County police did not learn of one escape on Aug. 1 until a nearby resident telephoned after seeing a man "crawl out of a drainage ditch and don a jogging suit," according to the letter to Barry from county executive J. Hamilton Lambert. D.C. officials acknowledged yesterday they received a call from Fairfax police about that escape before they were sure it had taken place.

"They just aren't following the procedures that were part of the court order in '75," Fairfax Board Chairman John F. Herrity said. "We're just not going to tolerate that."

A spokesman for Barry said the mayor has not received Lambert's letter and so could not comment. Corrections chief George E. Holland said he was not aware of any breakdown in procedures.

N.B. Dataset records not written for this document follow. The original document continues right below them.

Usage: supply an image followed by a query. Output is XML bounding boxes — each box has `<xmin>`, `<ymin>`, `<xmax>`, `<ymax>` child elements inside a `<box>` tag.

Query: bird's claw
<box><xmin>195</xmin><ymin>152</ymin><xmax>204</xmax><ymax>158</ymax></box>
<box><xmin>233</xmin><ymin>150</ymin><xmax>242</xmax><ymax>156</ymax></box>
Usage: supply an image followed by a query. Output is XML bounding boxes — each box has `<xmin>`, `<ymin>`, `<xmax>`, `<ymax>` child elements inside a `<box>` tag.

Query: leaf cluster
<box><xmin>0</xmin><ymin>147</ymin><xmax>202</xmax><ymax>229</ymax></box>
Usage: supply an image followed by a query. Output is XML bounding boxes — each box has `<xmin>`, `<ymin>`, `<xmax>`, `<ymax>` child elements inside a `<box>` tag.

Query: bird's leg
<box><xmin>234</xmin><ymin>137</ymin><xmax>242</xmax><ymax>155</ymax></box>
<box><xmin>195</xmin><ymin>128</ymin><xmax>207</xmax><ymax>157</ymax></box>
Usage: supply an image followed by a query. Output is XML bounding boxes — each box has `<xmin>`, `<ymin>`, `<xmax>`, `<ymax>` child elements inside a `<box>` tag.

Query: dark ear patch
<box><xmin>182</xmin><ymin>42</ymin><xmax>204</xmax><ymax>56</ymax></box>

The District of Columbia runs six facilities, ranging from youth camps to a maximum security prison, on its 3,000-acre reservation at Lorton, an otherwise sleepy village in southern Fairfax near the Prince William County line. Fairfax officials long have campaigned to send the prisoners back to D.C., and the issue came to a head after escapees committed a murder and a kidnaping in the early 1970s.

The county and the Virginia state attorney general both sued the District of Columbia, which agreed to limit the number of prisoners at Lorton and tighten security there. Fairfax officials said the procedures helped, and there were no escapes from the medium or maximum security prisons between May 1981 and this June. Herrity said he now fears a return to old problems.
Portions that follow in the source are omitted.